Pulversheim (nom dialectal : Pulverscha) est une commune de la banlieue de Mulhouse[1] située dans le département du Haut-Rhin, en région Alsace.

La commune est membre de Mulhouse Alsace Agglomération.
Ses habitants sont appelés les Pulversheimois et les Pulversheimoises.

Géographie[modifier | modifier le code]

La commune de Pulversheim, située au centre du Bassin Potassique, compte environ 2 900 habitants. Son ban s’étend sur 856 hectares.

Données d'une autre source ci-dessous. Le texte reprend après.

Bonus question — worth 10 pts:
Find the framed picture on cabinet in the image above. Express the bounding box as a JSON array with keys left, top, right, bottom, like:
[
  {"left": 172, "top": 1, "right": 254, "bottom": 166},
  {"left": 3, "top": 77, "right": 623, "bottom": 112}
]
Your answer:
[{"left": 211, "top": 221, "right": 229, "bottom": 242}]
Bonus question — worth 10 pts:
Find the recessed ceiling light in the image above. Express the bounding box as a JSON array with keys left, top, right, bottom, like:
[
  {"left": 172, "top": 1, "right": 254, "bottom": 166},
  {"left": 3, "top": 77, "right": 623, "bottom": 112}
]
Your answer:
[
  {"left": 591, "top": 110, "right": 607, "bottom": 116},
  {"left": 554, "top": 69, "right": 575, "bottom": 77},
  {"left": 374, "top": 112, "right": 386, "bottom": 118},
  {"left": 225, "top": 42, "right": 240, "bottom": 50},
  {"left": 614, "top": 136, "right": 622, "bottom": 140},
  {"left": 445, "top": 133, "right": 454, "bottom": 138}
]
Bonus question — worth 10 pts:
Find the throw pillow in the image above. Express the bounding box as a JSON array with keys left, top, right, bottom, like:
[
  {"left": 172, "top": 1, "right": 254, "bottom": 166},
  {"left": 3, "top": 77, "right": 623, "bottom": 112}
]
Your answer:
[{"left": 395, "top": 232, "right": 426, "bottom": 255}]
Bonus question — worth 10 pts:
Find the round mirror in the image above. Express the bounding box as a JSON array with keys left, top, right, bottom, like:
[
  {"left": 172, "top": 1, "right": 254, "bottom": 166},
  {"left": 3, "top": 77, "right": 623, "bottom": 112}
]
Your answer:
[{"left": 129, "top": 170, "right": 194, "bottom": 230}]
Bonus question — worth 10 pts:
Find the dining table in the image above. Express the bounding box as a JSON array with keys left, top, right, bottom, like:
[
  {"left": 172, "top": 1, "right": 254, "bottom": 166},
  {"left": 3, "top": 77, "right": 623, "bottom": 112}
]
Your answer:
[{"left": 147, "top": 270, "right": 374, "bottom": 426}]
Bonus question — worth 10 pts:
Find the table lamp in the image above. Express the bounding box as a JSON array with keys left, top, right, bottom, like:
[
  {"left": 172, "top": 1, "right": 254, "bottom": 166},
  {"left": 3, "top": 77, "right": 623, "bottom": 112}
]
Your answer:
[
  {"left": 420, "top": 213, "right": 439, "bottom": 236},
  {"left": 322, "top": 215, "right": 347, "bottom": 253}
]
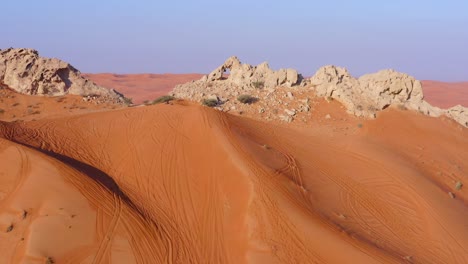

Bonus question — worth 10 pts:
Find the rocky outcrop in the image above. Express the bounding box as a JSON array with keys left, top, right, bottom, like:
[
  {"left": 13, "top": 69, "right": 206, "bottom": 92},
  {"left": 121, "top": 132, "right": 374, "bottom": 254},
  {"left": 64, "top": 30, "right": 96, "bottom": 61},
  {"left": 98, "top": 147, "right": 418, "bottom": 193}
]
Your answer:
[
  {"left": 446, "top": 105, "right": 468, "bottom": 127},
  {"left": 308, "top": 66, "right": 468, "bottom": 126},
  {"left": 0, "top": 48, "right": 125, "bottom": 103},
  {"left": 172, "top": 56, "right": 303, "bottom": 106},
  {"left": 309, "top": 66, "right": 424, "bottom": 117},
  {"left": 173, "top": 56, "right": 467, "bottom": 127},
  {"left": 205, "top": 56, "right": 301, "bottom": 89}
]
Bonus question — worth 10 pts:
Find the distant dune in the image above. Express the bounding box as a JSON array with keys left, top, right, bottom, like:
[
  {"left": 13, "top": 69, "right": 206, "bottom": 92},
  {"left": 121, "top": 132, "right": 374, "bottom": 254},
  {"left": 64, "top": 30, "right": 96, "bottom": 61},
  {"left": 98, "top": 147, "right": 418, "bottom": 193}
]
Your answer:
[
  {"left": 83, "top": 73, "right": 204, "bottom": 104},
  {"left": 422, "top": 81, "right": 468, "bottom": 108},
  {"left": 1, "top": 101, "right": 467, "bottom": 263}
]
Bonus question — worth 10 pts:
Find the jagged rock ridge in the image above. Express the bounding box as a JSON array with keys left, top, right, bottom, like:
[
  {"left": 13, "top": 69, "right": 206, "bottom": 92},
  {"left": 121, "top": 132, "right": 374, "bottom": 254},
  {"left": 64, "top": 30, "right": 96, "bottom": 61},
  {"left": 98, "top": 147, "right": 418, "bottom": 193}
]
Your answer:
[
  {"left": 204, "top": 56, "right": 302, "bottom": 89},
  {"left": 172, "top": 57, "right": 467, "bottom": 127},
  {"left": 0, "top": 48, "right": 125, "bottom": 103}
]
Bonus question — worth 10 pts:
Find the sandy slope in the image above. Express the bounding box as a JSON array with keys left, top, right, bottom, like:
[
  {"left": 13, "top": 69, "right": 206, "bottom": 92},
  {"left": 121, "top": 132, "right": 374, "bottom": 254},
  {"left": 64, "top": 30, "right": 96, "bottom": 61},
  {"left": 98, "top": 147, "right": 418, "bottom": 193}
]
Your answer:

Appartenant au canton d'Ensisheim et à l’arrondissement de Mulhouse, Pulversheim a été tôt marquée par l’exploitation de la potasse qui a largement contribué au développement du village. À l’ouverture de la mine Rodolphe, en 1913, la population compte 260 habitants, 675 en 1936 et cette croissance s’est poursuivie pour atteindre 2 200 habitants en 1973.

Avec son adhésion à la communauté de l’agglomération mulhousienne Sud-Alsace (CAMSA) et sa situation stratégique au centre du département, la commune est confrontée à de nouveaux enjeux territoriaux. Malgré le développement de l’urbanisme, de zones d’activités, la commune reste largement dominé par des espaces naturels, forêts, vergers, espaces agricoles, la rivière Thur et ses marais au nord-ouest. À proximité des grands axes routiers, restaurants, commerces de proximité, un complexe sportif exceptionnel, l’écomusée, font de Pulversheim une commune très attractive.

Histoire[modifier | modifier le code]

Le village de Pulversheim est entré dans l’histoire au VIIIe siècle, sous son nom primitif Wolfrigesheim ou Wolfriegeshaim son orthographe a subi au cours des siècles de nombreuses mutations. Étymologiquement la partie génétique provient du gothique wulf ou wolf, (syllabe du nom qu’on retrouve dans le nom de nombreuses localités). Une ébauche de l’orthographe actuelle apparaît dès le XIVe siècle Bulffersheim (1369) et (1506) Wulfersheim (1544) puis Pulversheim (1725). Avec le temps les méchants loups (wulf, wolf) ont été mutés en oiseau, coucou, messager du printemps.

La situation de Pulversheim sur une ancienne voie celtique a favorisé le passage des tribus vers l’ouest. Les successeurs de Clovis créèrent le duché d’Alsace et accrurent leur autorité sur notre région, possédant des terres allant du Sundgau jusqu’à Seltz.

Sous les Carolingiens, Pulversheim dépend du Sundgau et l’évêque de Bâle. La Révolution, en créant de nouvelles divisions administratives, fait appartenir la commune de Pulversheim au département du Haut-Rhin, au district de Colmar et au canton d’Ensisheim.

De l’ancien village agricole à une cité moderne[modifier | modifier le code]

Dès son origine, le village a une vocation agricole. Les habitants sont pauvres et pour la quasi-totalité ont travaillé comme bûcheron ou journalier. Entre 1790 et 1830, la population passe de 150 habitants à 347. La démographie du village chute à partir de 1870, et compte 280 habitants en 1885.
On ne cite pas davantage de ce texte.